Back to the hotels. The amount of money a given hotel can save by washing a few fewer towels and sheets every day is not in the same league as Wal-Mart’s savings. Yet all of those unwashed towels (and the unused water and soap and electricity and labor) do add up. A couple of years ago, Alliance for Water Efficiency pegged these savings at about $66,000 per year for a hotel, based on a 250-room hotel and some occupancy assumptions. As any homeowner knows, conservation is good for the bottom line. Consumers may sense this intuitively, but the little bathroom plaques you see in the bathroom do tend to ignore this.
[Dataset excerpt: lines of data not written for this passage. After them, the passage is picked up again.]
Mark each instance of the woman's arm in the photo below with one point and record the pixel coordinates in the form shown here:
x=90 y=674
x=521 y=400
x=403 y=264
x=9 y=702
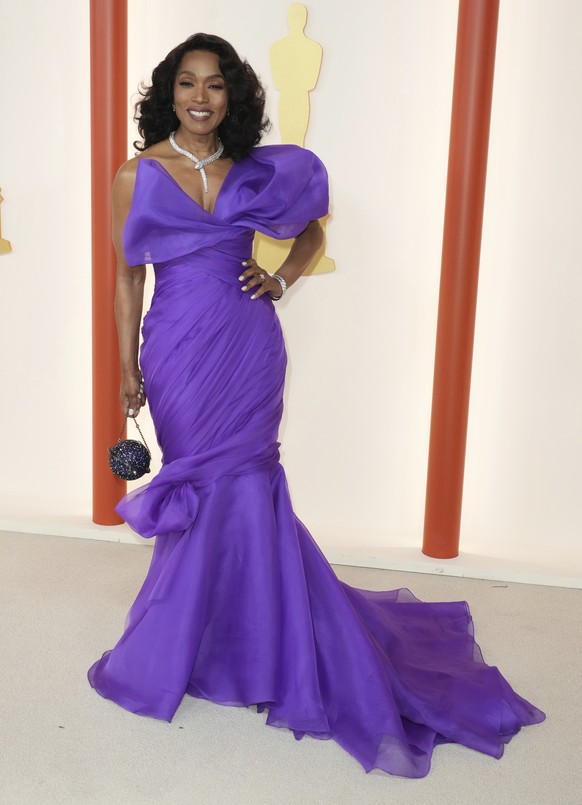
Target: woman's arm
x=302 y=252
x=128 y=295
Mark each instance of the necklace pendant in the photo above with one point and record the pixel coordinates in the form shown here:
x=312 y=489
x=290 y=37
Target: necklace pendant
x=199 y=164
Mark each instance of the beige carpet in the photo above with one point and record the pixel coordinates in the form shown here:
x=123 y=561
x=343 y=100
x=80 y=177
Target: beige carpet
x=63 y=602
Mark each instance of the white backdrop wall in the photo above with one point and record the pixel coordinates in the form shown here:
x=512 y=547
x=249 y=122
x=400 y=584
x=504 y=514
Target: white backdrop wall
x=361 y=340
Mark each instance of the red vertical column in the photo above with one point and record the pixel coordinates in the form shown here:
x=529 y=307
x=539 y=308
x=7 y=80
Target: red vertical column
x=469 y=141
x=108 y=151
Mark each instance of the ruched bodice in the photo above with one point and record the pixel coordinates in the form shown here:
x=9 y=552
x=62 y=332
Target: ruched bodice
x=276 y=190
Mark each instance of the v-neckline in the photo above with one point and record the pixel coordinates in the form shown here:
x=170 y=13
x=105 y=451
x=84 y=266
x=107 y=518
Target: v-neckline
x=185 y=193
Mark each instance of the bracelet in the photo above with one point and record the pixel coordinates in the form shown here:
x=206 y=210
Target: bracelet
x=283 y=285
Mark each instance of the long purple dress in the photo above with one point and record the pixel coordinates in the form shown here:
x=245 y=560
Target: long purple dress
x=239 y=605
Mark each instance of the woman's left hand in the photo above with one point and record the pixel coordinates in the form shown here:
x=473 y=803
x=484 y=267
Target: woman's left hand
x=257 y=280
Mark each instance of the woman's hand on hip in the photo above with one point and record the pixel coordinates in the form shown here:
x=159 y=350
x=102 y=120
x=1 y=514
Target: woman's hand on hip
x=258 y=281
x=132 y=393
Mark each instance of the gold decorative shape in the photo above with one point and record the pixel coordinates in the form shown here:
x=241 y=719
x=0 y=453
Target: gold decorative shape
x=5 y=246
x=295 y=65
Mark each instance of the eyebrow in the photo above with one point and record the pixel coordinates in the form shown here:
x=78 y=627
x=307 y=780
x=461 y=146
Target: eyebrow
x=189 y=72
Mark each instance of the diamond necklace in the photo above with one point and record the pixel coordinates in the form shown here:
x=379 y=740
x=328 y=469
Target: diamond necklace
x=199 y=164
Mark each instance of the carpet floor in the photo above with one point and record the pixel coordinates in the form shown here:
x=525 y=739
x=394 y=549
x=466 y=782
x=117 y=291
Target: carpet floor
x=63 y=602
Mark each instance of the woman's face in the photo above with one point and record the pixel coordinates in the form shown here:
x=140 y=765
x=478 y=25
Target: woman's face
x=200 y=93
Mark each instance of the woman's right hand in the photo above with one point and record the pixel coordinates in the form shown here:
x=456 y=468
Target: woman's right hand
x=132 y=394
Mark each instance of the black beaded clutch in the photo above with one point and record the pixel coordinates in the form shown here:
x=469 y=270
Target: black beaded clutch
x=130 y=459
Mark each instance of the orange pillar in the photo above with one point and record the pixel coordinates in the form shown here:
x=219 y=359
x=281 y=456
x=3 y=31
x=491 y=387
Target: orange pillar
x=469 y=140
x=108 y=151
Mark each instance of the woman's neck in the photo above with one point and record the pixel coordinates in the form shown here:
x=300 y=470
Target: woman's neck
x=200 y=145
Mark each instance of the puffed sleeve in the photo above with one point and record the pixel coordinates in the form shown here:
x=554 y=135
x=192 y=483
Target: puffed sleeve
x=286 y=188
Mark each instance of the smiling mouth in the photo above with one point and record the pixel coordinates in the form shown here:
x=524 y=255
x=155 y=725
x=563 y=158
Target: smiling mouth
x=199 y=115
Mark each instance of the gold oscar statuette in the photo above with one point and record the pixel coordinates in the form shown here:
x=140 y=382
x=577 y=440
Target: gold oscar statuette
x=5 y=246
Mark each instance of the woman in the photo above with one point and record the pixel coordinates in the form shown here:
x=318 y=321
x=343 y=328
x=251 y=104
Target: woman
x=239 y=605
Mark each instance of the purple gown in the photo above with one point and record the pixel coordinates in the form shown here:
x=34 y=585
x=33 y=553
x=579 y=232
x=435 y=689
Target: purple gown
x=239 y=605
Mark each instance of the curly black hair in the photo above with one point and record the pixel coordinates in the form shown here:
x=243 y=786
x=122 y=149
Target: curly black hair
x=239 y=131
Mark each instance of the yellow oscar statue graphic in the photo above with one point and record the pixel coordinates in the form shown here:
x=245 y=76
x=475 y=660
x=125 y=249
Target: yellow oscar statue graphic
x=295 y=65
x=5 y=246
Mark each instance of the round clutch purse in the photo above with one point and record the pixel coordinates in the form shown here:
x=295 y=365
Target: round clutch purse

Sometimes the mysterious beauty of a white lie is that you can kind of trick yourself into not believing what you already know to be true. If I hang my used towel on the hook and make do with yesterday’s sheets — and a bunch of other guests do the same — maybe we’ll prevent a load or two of wash today. We all like to think that this small act will keep that brook babbling. It will definitely help the maid clean the room faster and will have a minor impact on the hotel’s water bill. Plus, my experience is enhanced with the small satisfaction of this little painless sacrifice in the name of future generations. I’ve been lied to and, in the end, everybody’s happy.
One more interesting aside in the “Save the planet by reusing your towel” discussion:
Saving the environment may not, in fact, be the most productive white lie when it comes to the behavior of hotel guests. According to researcher Robert Cialdini and a team of Arizona University market research students who tested wording of these kinds of signs in Phoenix hotels a few years ago, implied peer pressure seems a more effective motivator than environmental sustainability. In their small tests, these researchers found that a message of “Join your fellow guests in helping to save the environment” had a significantly better performance rate (based on reuse of towels) than the broader “Help save the environment.” The “fellow guests” message scored a rate of 44% reuse; the “environment” message only inspired 30% of guests to save their towels. Pushing it a bit further, the researchers saw even better results by combining an outright lie with some peer motivation: “Seventy-five percent of the guests who stayed in this room … [used] their towels more than once.” That sign had a 50% success rate. As far as I know, none of Cialdini’s students tested a sign that told people the hotel would save money.